Text von Thomas Roost, Fotos: zvg/NHL
Die Würfel sind gefallen. Nichts geht mehr bis im Sommer. Nach der Tradedeadline vom 6. März dürfen keine Trades mehr getätigt werden. Die Tradedeadline wird immer mit grosser Spannung erwartet und die letzten Stunden vor dem Ende sind betreffend Spekulationen und Fakten immer aufregend und hektisch.
Colorado Avalanche
Im Vergleich zu den anderen Stanley Cup Contendern, die mehr oder weniger mit leeren Händen dastehen, hat sich Colorado vor allem mit dem Center Nazem Kadri von den Calgary Flames in einem «Last Minute Trade» Blumen verdient. Kadri ist ein alter Bekannter in Denver, er war massgeblich am Stanley Cup Gewinn der Avalanche in der Saison 21/22 beteiligt. Aber auch die Zuzüge des Drittliniencenters Nicolas Roy und des zuverlässigen Verteidigers Brett Kulak machen die Avalanche besser und untermalen ihre Ambitionen auf den Stanley Cup.
Anaheim Ducks
Der wohl grösste gefangene Fisch im Trade-Deadline-Teich ist der begnadete Offensiv-Verteidiger der Washington Capitals, John Carlson.
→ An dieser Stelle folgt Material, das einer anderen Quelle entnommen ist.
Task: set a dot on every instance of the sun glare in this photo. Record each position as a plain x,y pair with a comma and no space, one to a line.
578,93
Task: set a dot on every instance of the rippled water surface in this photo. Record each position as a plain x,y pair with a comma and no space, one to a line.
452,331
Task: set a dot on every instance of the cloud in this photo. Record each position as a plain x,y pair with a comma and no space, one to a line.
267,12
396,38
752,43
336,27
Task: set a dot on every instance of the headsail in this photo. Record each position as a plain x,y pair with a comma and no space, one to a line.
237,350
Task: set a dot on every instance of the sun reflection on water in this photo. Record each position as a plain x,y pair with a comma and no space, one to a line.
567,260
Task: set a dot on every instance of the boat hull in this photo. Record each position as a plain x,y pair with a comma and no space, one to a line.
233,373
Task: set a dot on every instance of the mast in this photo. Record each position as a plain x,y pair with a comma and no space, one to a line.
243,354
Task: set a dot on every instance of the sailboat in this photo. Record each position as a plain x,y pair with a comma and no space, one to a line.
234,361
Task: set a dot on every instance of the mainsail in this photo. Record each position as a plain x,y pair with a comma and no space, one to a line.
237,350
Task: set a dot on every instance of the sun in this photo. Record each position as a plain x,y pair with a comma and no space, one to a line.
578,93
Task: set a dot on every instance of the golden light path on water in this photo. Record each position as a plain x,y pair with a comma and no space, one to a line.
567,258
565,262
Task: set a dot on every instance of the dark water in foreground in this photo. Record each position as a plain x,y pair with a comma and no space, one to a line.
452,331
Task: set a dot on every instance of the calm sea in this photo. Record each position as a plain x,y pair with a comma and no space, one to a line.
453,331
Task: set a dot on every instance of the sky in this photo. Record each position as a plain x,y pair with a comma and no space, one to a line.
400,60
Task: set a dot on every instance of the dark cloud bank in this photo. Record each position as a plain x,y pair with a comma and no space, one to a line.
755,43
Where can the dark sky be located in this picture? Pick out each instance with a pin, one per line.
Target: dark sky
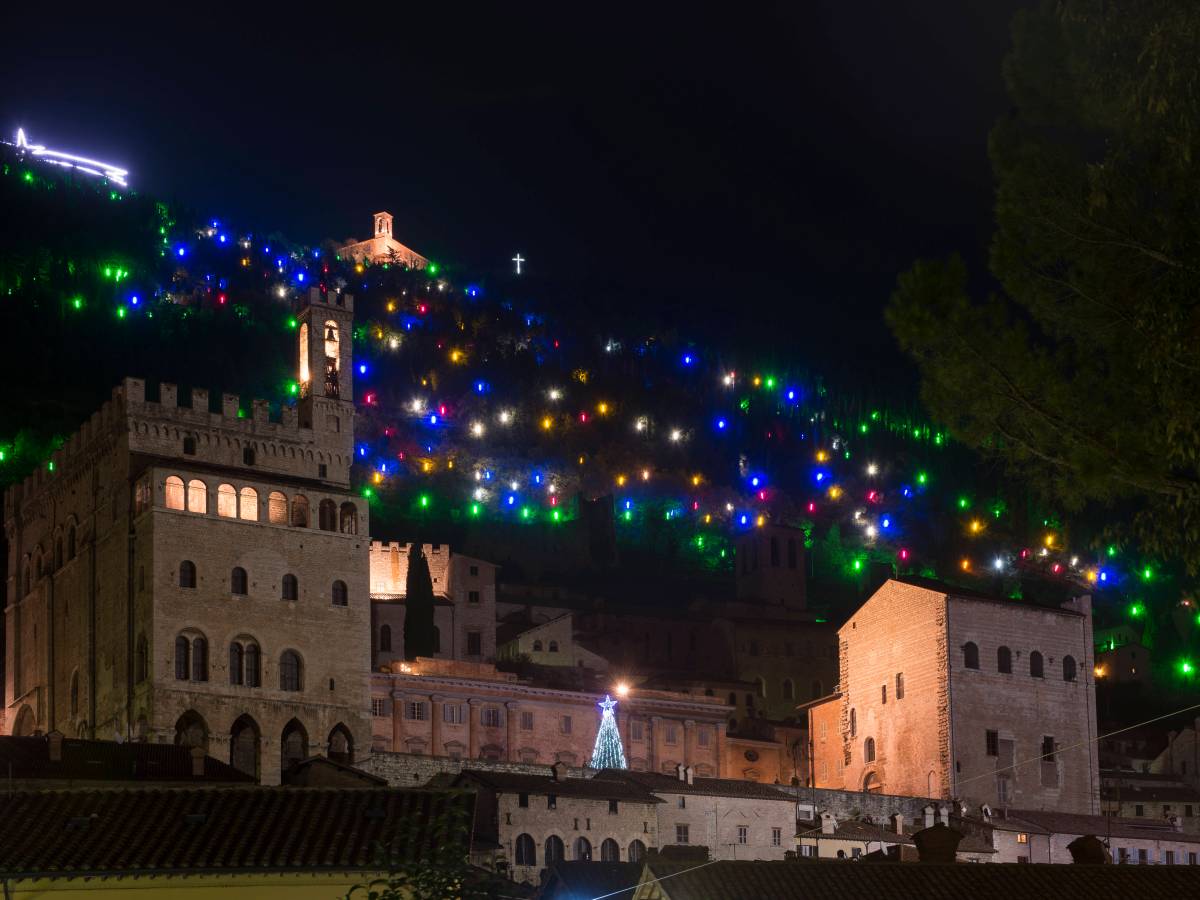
(771, 172)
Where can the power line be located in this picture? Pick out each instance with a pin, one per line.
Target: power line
(653, 881)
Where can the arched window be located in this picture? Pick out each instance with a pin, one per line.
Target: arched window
(183, 659)
(293, 745)
(244, 744)
(253, 665)
(174, 492)
(327, 516)
(349, 519)
(526, 851)
(141, 663)
(341, 744)
(582, 849)
(227, 502)
(300, 511)
(235, 661)
(276, 508)
(197, 496)
(247, 505)
(1036, 667)
(289, 671)
(971, 654)
(199, 659)
(1005, 660)
(192, 731)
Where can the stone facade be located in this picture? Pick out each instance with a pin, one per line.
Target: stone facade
(465, 711)
(178, 574)
(925, 707)
(463, 595)
(382, 247)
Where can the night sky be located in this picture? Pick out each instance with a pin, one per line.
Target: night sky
(743, 173)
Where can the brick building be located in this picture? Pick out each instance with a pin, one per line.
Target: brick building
(733, 819)
(472, 711)
(541, 820)
(184, 575)
(382, 247)
(463, 604)
(953, 694)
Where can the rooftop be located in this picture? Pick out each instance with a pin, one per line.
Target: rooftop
(838, 880)
(106, 832)
(659, 783)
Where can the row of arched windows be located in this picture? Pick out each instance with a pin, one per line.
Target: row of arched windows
(245, 739)
(245, 663)
(233, 503)
(239, 585)
(526, 850)
(1005, 661)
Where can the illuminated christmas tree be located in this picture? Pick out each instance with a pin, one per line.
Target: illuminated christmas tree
(607, 753)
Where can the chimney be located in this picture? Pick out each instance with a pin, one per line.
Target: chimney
(198, 757)
(1089, 850)
(939, 844)
(54, 745)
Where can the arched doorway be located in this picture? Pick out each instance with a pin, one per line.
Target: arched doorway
(341, 744)
(191, 730)
(293, 745)
(25, 724)
(582, 849)
(244, 745)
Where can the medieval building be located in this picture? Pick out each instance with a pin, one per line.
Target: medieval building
(198, 576)
(382, 247)
(952, 694)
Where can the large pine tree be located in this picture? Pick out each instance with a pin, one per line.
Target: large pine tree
(418, 607)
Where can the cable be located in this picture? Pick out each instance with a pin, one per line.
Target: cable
(1083, 743)
(653, 881)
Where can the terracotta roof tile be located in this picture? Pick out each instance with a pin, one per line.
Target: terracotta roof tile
(898, 881)
(249, 828)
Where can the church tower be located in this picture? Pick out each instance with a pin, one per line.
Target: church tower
(327, 365)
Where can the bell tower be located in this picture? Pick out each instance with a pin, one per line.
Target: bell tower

Er wird vermutlich eine grosse Hebelwirkung im Powerplay der Ducks entfalten. Das Powerplay der Ducks ist ein «Sorgenkind» und resultiert aktuell nur gerade an 23. Stelle.
Edmonton Oilers
Die rätselhaften Oilers die ihr Gegentor-Problem trotz wiederholter Goaliewechsel nicht in den Griff bekommen, haben mit zwei unspektakulären Trades, immerhin auf dem Papier ihre Schwäche relativiert. Drittliniencenter Jason Dickinson und Defensivverteidiger Connor Murphy sind nicht unbedingt mega sexy Zuzüge, adressieren aber exakt die Schwäche im Defensivverhalten und beides sind top PK-Spezialisten.
Minnesota Wild
Ok, mit dem frühen Trade für Quinn Hughes und der Vertragsverlängerung für Kirill Kaprizov hat GM Bill Guerin schon früh seine Ambitionen auf den Stanley Cup angemeldet. Etwas seltsam darum, dass er bei der Trade Deadline ohne Impact von dannen zieht. Zum ulitimativen Stanley Cup Anwärter fehlt noch Klasse auf der Centerposition und ich habe erwartet, dass diesbezüglich eine Erfolgsmeldung zur Kenntnis genommen werden darf. Ich habe mich aber getäuscht.
Carolina Hurricanes
Auch die Carolina Hurricanes gehören zu den Stanley Cup Anwärtern und auch bei den Carolina Hurricances fehlt ein valabler Nr. 2 Center. Ihre jüngste Historie anlässlich der Trade Deadlines liess Spektakuläres erhoffen aber nichts dergleichen ist geschehen. Ist die All-In-Strategie des maga smarten GMs Eric Tulsky auf halbem Weg steckengeblieben?
Montreal Canadiens
Ich habe erwartet, dass die aufstrebenden Montreal Canadiens aggressiv auf dem Trade-Deadline Markt auftreten werden, denn ihnen fehlt einerseits nicht viel zum Stanley Cup Contender (2. Lininencenter und ein zusätzlicher, valabler Goalie) und andererseits haben sie viele wertvolle Assets in der Prospects-Pipeline zu bieten. Ebenfalls ist es ihnen nicht gelungen, den hoch talentierten Problemspieler Patrik Laine (zu viele verletzungsbedingte Ausfälle) in einen Deal einzubetten.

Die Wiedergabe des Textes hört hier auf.